SAMARINDA – Tiga kepala daerah di Kaltim dikabarkan hengkang ke partai Gerindra, yaitu Aulia Rahman Basri (Bupati Kutai Kartanegara), Mudyat Noor (Bupati Penajam Paser Utara), Angela Idang Belawan (Bupati Mahakam Ulu). Kabar bergabungnya mereka diumumkan langsung Ketua DPD Gerindra Kaltim, Seno Aji.
Dari ketiga kepala daerah itu, Bupati Kukar paling disorot. Aulia Rahman yang diusung oleh PDI Perjuangan secara mengejutkan pindah perahu ke partai berlambang berlambang burung Garuda.
Pengamat politik Kaltim, Saiful Bakhtiar menilai kepindahan Aulia Rahman sebagai fenomena menarik. Menurutnya keputusan itu bukan tiba masa tiba waktu. Bisa jadi sebagai keputusan panjang yang sudah ia putuskan.
Secara politik antara Bupati dan wakil Bupati sama-sama sebagai kader di PDI perjuangan, maka akan terjadi konflik kepentingan berkaitan politik di 2029. Rendi Solihin sebagai wakil Bupati sudah pasti maju sebagai kandidat Bupati Kukar karena sudah menjabat dua periode. Maka secara rasional bisa saja terjadi jika bukan Aulia Rahman Rahman yang pindah partai maka Rendi Solihin yang akan pindah.
“Kalau dia (Aulia Rahman) di PDI maka kemungkinannya akan terjadi perebutan kursi ketua DPC antara orang lama dan baru, ataupun posisi Kukar satu di 2029 nantinya,”ungkapnya saat dikonfirmasi melalui telepon selulernya, Senin (24/11/2025).

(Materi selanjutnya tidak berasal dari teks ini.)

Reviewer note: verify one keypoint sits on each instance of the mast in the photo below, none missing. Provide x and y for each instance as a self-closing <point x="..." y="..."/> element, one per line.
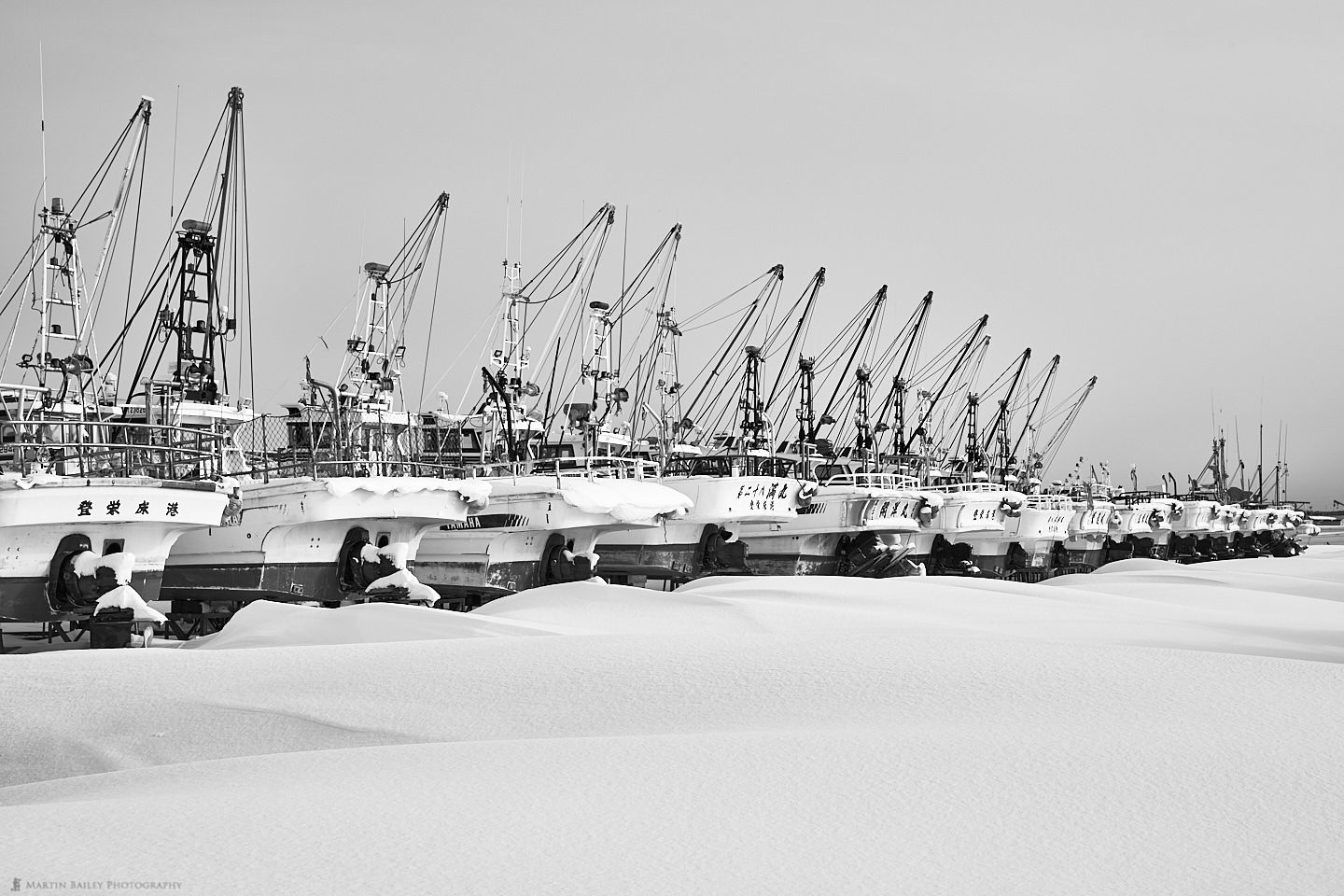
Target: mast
<point x="956" y="367"/>
<point x="754" y="424"/>
<point x="858" y="347"/>
<point x="973" y="459"/>
<point x="1031" y="413"/>
<point x="863" y="441"/>
<point x="805" y="413"/>
<point x="999" y="425"/>
<point x="898" y="381"/>
<point x="812" y="290"/>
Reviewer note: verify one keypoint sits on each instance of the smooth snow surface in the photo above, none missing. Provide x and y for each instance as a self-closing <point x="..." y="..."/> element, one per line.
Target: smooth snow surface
<point x="1151" y="728"/>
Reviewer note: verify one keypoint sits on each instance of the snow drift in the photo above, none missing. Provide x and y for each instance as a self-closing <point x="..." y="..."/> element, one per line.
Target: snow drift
<point x="1151" y="728"/>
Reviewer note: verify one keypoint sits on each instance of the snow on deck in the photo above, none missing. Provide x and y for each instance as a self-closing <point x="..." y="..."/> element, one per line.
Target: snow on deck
<point x="625" y="500"/>
<point x="1149" y="728"/>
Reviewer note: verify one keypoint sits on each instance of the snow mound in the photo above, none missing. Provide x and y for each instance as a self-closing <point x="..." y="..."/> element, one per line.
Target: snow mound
<point x="473" y="492"/>
<point x="625" y="500"/>
<point x="268" y="623"/>
<point x="127" y="598"/>
<point x="403" y="580"/>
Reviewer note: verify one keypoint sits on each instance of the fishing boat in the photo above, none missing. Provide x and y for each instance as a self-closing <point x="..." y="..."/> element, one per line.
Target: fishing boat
<point x="330" y="498"/>
<point x="91" y="505"/>
<point x="549" y="507"/>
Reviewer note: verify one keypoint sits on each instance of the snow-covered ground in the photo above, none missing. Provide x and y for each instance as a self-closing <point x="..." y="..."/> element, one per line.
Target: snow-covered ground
<point x="1149" y="728"/>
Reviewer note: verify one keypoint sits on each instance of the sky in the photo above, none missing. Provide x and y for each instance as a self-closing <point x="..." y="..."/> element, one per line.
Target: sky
<point x="1151" y="191"/>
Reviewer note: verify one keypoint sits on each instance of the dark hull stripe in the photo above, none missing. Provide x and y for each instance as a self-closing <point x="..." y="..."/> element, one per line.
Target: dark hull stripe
<point x="24" y="599"/>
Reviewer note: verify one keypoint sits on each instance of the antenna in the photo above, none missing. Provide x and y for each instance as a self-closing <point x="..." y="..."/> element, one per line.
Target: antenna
<point x="522" y="172"/>
<point x="173" y="184"/>
<point x="509" y="202"/>
<point x="42" y="112"/>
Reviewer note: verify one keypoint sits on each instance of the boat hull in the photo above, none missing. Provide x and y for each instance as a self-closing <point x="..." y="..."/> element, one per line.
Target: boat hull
<point x="45" y="525"/>
<point x="295" y="539"/>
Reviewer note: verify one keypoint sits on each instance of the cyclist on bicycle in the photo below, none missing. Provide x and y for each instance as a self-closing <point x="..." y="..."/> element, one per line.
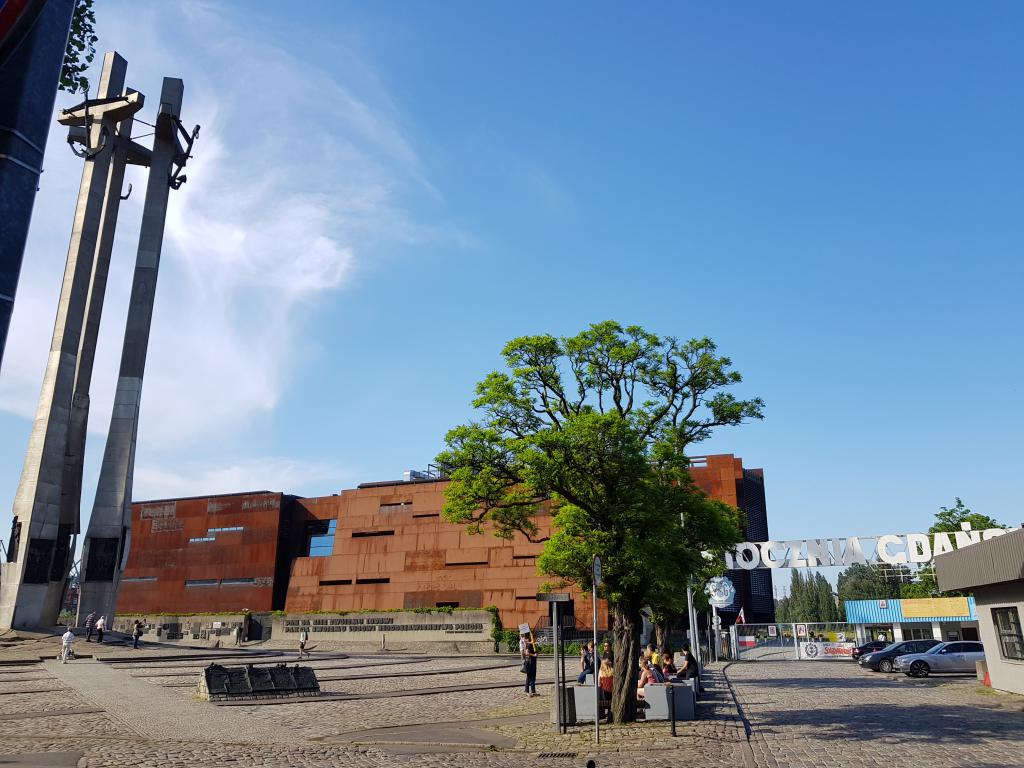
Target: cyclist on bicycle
<point x="66" y="646"/>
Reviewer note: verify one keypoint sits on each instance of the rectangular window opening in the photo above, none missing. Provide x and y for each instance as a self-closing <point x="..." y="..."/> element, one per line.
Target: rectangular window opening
<point x="1008" y="631"/>
<point x="201" y="583"/>
<point x="237" y="582"/>
<point x="320" y="538"/>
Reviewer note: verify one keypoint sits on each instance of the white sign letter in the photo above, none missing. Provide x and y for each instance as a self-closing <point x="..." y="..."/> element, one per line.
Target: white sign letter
<point x="795" y="560"/>
<point x="752" y="558"/>
<point x="896" y="558"/>
<point x="942" y="544"/>
<point x="766" y="557"/>
<point x="919" y="547"/>
<point x="817" y="552"/>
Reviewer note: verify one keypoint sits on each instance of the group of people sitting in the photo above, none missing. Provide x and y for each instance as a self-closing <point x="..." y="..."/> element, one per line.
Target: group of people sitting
<point x="656" y="666"/>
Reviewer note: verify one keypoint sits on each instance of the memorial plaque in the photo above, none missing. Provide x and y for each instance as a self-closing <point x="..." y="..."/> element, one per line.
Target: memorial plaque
<point x="283" y="680"/>
<point x="37" y="566"/>
<point x="260" y="679"/>
<point x="102" y="559"/>
<point x="305" y="679"/>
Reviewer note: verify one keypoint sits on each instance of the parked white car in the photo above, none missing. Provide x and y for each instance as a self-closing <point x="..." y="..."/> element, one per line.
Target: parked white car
<point x="954" y="656"/>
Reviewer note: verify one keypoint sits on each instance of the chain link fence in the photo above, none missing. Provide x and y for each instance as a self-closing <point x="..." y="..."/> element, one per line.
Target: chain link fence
<point x="777" y="642"/>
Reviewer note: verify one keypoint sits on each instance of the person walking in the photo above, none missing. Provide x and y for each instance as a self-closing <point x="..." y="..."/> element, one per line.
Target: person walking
<point x="66" y="646"/>
<point x="586" y="662"/>
<point x="136" y="633"/>
<point x="528" y="649"/>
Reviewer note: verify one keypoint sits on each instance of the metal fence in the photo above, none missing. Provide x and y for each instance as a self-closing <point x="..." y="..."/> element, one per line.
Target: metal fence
<point x="776" y="642"/>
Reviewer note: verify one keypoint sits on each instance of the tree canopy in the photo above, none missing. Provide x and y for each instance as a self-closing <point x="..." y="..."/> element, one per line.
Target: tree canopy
<point x="594" y="428"/>
<point x="81" y="49"/>
<point x="810" y="600"/>
<point x="871" y="582"/>
<point x="947" y="520"/>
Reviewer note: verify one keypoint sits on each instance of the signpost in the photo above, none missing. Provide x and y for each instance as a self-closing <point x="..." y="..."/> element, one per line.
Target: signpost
<point x="555" y="598"/>
<point x="597" y="685"/>
<point x="721" y="593"/>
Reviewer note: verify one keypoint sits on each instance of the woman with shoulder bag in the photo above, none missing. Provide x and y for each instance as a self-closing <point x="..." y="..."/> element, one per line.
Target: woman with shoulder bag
<point x="528" y="650"/>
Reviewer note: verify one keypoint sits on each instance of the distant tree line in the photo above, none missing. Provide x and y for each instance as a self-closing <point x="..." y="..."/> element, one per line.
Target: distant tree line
<point x="810" y="599"/>
<point x="806" y="601"/>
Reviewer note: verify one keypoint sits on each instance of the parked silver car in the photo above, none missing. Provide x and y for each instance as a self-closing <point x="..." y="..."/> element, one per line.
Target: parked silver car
<point x="954" y="656"/>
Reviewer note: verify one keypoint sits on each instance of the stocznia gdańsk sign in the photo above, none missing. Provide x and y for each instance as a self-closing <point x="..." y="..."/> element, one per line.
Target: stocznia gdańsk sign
<point x="895" y="549"/>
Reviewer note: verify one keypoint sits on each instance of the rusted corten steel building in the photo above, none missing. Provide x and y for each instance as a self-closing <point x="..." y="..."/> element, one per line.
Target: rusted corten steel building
<point x="206" y="554"/>
<point x="380" y="546"/>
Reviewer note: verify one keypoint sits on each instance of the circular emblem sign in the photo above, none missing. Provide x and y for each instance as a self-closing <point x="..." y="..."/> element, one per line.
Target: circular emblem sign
<point x="720" y="592"/>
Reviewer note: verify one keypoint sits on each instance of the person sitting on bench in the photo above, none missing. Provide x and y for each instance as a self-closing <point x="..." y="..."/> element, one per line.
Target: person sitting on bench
<point x="604" y="680"/>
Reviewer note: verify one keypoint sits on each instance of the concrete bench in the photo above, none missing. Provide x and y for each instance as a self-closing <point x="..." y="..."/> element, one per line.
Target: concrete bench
<point x="581" y="704"/>
<point x="656" y="707"/>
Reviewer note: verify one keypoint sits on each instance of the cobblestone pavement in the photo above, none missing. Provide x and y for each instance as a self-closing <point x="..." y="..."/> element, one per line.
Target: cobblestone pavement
<point x="826" y="715"/>
<point x="837" y="715"/>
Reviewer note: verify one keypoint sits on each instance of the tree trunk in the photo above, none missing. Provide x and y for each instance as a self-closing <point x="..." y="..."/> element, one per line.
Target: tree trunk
<point x="627" y="672"/>
<point x="662" y="633"/>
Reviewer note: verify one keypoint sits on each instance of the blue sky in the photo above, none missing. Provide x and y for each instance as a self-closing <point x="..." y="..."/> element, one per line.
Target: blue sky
<point x="384" y="194"/>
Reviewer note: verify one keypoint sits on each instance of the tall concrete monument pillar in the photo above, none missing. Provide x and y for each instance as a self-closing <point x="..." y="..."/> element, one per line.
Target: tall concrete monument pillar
<point x="47" y="504"/>
<point x="107" y="543"/>
<point x="33" y="579"/>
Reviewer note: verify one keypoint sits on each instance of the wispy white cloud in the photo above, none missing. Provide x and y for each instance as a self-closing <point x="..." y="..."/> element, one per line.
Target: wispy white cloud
<point x="299" y="180"/>
<point x="271" y="473"/>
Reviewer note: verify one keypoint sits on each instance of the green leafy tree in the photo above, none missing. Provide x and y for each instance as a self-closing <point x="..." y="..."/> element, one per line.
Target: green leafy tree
<point x="947" y="520"/>
<point x="81" y="49"/>
<point x="594" y="428"/>
<point x="824" y="602"/>
<point x="871" y="582"/>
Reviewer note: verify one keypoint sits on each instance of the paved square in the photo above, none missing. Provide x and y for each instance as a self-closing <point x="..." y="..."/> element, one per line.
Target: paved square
<point x="139" y="709"/>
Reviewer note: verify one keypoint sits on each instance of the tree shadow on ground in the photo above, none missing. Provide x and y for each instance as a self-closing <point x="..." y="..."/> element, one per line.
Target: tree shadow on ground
<point x="930" y="724"/>
<point x="877" y="680"/>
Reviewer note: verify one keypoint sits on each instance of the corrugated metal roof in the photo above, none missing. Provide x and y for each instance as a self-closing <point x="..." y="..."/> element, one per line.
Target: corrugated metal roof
<point x="994" y="561"/>
<point x="870" y="611"/>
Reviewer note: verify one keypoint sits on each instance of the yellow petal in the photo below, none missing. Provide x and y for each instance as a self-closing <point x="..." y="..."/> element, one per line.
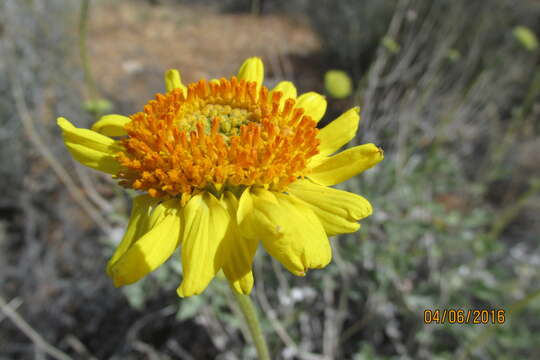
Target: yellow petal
<point x="288" y="229"/>
<point x="252" y="70"/>
<point x="142" y="207"/>
<point x="237" y="250"/>
<point x="288" y="90"/>
<point x="346" y="164"/>
<point x="339" y="132"/>
<point x="337" y="210"/>
<point x="153" y="248"/>
<point x="174" y="81"/>
<point x="314" y="105"/>
<point x="90" y="148"/>
<point x="111" y="125"/>
<point x="206" y="223"/>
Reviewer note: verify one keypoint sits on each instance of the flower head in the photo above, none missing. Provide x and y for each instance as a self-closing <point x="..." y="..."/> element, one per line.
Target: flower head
<point x="224" y="165"/>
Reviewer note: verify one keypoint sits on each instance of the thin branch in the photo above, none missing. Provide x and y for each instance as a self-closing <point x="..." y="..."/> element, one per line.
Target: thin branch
<point x="32" y="334"/>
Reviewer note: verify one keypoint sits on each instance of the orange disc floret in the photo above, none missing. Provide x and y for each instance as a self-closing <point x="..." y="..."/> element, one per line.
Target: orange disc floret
<point x="221" y="135"/>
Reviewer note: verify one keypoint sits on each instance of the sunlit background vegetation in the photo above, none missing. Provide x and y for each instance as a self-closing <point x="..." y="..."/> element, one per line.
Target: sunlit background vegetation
<point x="449" y="88"/>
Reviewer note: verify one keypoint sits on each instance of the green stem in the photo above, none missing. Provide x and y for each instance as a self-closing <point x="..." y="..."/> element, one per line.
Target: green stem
<point x="250" y="316"/>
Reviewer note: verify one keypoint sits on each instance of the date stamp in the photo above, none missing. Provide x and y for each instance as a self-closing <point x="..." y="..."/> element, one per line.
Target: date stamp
<point x="462" y="316"/>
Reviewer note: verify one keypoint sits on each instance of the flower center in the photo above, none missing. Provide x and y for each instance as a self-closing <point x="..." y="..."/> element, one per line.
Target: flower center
<point x="224" y="135"/>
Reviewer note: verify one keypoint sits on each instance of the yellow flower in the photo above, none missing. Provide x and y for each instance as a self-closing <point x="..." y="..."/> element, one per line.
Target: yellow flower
<point x="224" y="165"/>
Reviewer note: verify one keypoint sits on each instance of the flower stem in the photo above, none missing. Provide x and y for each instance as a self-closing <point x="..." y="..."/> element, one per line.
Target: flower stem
<point x="250" y="316"/>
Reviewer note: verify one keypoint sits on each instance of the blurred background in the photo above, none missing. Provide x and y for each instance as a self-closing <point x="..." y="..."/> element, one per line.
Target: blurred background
<point x="449" y="88"/>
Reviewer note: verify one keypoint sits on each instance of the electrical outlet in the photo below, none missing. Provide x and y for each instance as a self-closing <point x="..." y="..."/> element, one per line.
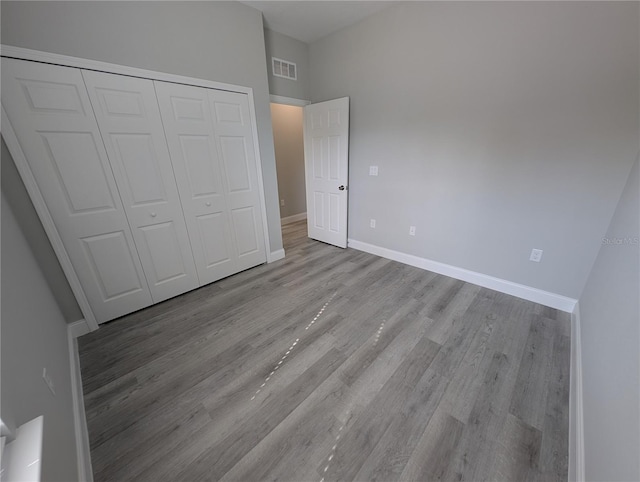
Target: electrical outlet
<point x="536" y="255"/>
<point x="49" y="381"/>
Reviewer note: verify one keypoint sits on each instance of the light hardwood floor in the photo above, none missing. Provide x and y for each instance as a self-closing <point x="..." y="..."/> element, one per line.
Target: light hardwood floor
<point x="330" y="365"/>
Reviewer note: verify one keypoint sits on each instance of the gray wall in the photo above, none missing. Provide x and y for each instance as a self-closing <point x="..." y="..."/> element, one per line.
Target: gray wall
<point x="497" y="127"/>
<point x="219" y="41"/>
<point x="289" y="145"/>
<point x="34" y="336"/>
<point x="16" y="195"/>
<point x="609" y="322"/>
<point x="287" y="48"/>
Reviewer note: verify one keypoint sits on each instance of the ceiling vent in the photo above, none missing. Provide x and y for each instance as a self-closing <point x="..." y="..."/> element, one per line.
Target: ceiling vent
<point x="283" y="68"/>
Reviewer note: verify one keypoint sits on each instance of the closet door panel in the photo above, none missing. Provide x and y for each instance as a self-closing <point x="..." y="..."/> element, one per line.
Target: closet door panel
<point x="186" y="116"/>
<point x="233" y="132"/>
<point x="53" y="120"/>
<point x="127" y="112"/>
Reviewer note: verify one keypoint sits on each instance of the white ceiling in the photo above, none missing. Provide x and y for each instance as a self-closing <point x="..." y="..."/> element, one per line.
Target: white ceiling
<point x="310" y="20"/>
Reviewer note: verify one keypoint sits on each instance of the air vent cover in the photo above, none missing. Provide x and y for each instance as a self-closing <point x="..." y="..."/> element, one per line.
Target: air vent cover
<point x="284" y="68"/>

Justru Saipul menilai Aulia bakal soft lending jika kepindahannya dengan membangun komukasi yang baik. Jika tidak, bakal terjadi reaksi yang berbeda. Meskipun begitu kata dia, secara normatif Aulia tidak melanggar aturan.
“Etika politiknya menurut saya karena tidak diatur secara normatif maka dia tidak melanggar sesuatu tapi memang tergantung komunikasi Aulia diinternal PDI, kalau dia bisa jelaskan dan bisa di terima diinternal PDI, maka menurut saya itu akan lebih baik, kalau pamitnya tanpa penjelasan bisa saja dimaknai lain atau manuver tersendiri di PDI”jelas Saiful, namun kalau kepindahanya jelang Pilkada maka bisa saja ada diasumsikam publik cuman cari kekuasaan.
Tradisi Untuk Saling Menguntungkan Kepetingan
Fenoma pindah partai kepala daerah bukan cerita baru, sudah menjadi tradisi saat penguasa nasional berganti. Bukan saja di Kaltim tetapi hampir di seluruh wilayah. Hal ini tampak tidak etis dipermukaan tapi terlihat etis secara prinsip untuk pencapaian tujuan. Fakta sejarah membuktikan sejak era reformasi.
Saiful Bakhtiar bilang sejak zaman Presiden Susilo Bambang Yudhoyono (SBY), sejumlah pimpinan daera ramai-ramai pindah ke Partai Demokrat sebagai partai penguasa. Bahkan turut serta sejumlah tokoh masyarakat. Serupa terjadi saat Kekuasaan ditangan PDI Perjuangan oleh Presiden Joko Widodo. Kini dimasa kekuasaan Prabowo Subianto dengan partai Gerindra.
“Sebenarnya ini take and give, saling memerlukan dan saling memanfaatkan mengunakan situasi seperti ini,”beber Saipul.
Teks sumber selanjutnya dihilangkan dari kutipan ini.